In totale l'anno scorso le esportazioni di prosciutto di Parma hanno segnato un aumento del 4%, per un giro di affari complessivo di 1,5 miliardi di euro, mentre la crescita all'estero per il San Daniele è stata del 2%. Per il Parma la crescita maggiore è stata in Australia (+80%), ma va bene anche l'Asia grazie alla forte ripresa del Giappone (+15,7%). In Centro e Sudamerica l'aumento era stato del 33,8%, anche se l'Argentina ha pesato per "solo" 264 tonnellate di salumi.

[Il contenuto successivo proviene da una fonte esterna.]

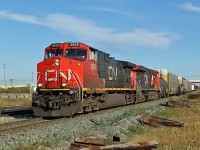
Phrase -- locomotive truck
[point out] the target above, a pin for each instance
(76, 78)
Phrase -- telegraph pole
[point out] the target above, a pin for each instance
(4, 68)
(11, 81)
(32, 77)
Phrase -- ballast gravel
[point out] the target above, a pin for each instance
(59, 136)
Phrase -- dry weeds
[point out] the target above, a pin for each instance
(187, 137)
(25, 102)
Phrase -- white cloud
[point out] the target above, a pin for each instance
(190, 7)
(110, 10)
(88, 31)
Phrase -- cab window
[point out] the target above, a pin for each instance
(76, 53)
(52, 53)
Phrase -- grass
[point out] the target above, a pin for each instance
(23, 102)
(176, 138)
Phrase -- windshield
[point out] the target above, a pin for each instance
(76, 53)
(52, 53)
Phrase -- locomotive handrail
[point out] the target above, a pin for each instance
(79, 85)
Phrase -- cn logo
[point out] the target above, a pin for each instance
(112, 73)
(51, 75)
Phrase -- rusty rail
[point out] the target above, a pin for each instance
(103, 144)
(176, 103)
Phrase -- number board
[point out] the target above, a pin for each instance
(74, 44)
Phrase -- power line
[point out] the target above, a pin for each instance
(4, 68)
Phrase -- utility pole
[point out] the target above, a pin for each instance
(11, 81)
(32, 77)
(4, 68)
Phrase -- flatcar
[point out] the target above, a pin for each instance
(76, 78)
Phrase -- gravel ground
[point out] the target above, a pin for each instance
(60, 136)
(4, 120)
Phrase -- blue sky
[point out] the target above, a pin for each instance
(156, 34)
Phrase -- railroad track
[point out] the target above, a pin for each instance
(34, 123)
(14, 127)
(17, 112)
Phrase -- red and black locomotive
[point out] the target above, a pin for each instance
(75, 78)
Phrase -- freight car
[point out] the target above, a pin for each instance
(75, 78)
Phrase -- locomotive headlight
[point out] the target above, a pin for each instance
(57, 62)
(64, 84)
(39, 84)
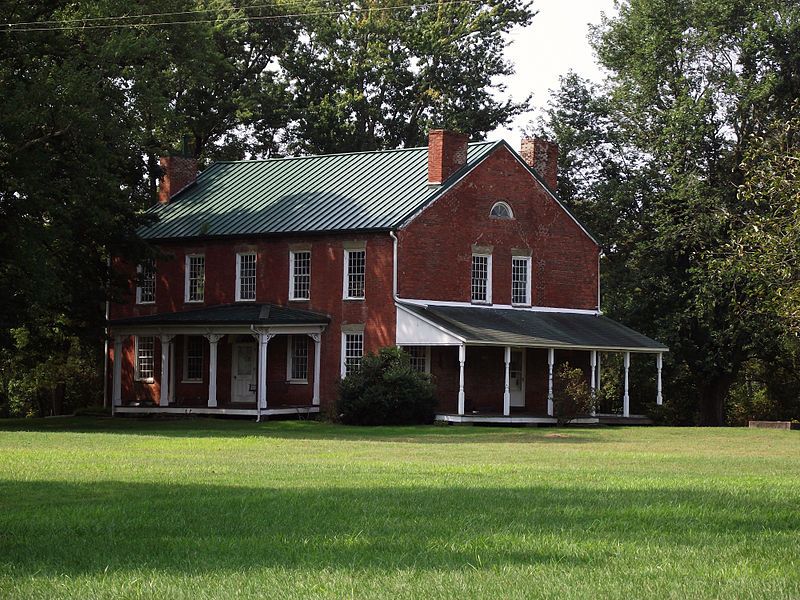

Il divieto all'import è arrivato in seguito all'accordo sottoscritto dalla segreteria del Commercio interno argentino con i produttori nazionali di carne suina, una misura che punta a proteggere il prodotto interno argentino e a frenare l'uscita di valuta dal Paese. Ma secondo la World organization for international relations (Woir) le restrizioni alle importazioni dell'Argentina violano le regole del commercio internazionale e devono essere subito rimosse. Dure proteste anche dalla Coldiretti, che intende far valere le regole del libero commercio internazionale: ma intanto i pochi argentini che si trovano con un prosciutto italiano in casa (o al ristorante) lo dovranno centellinare.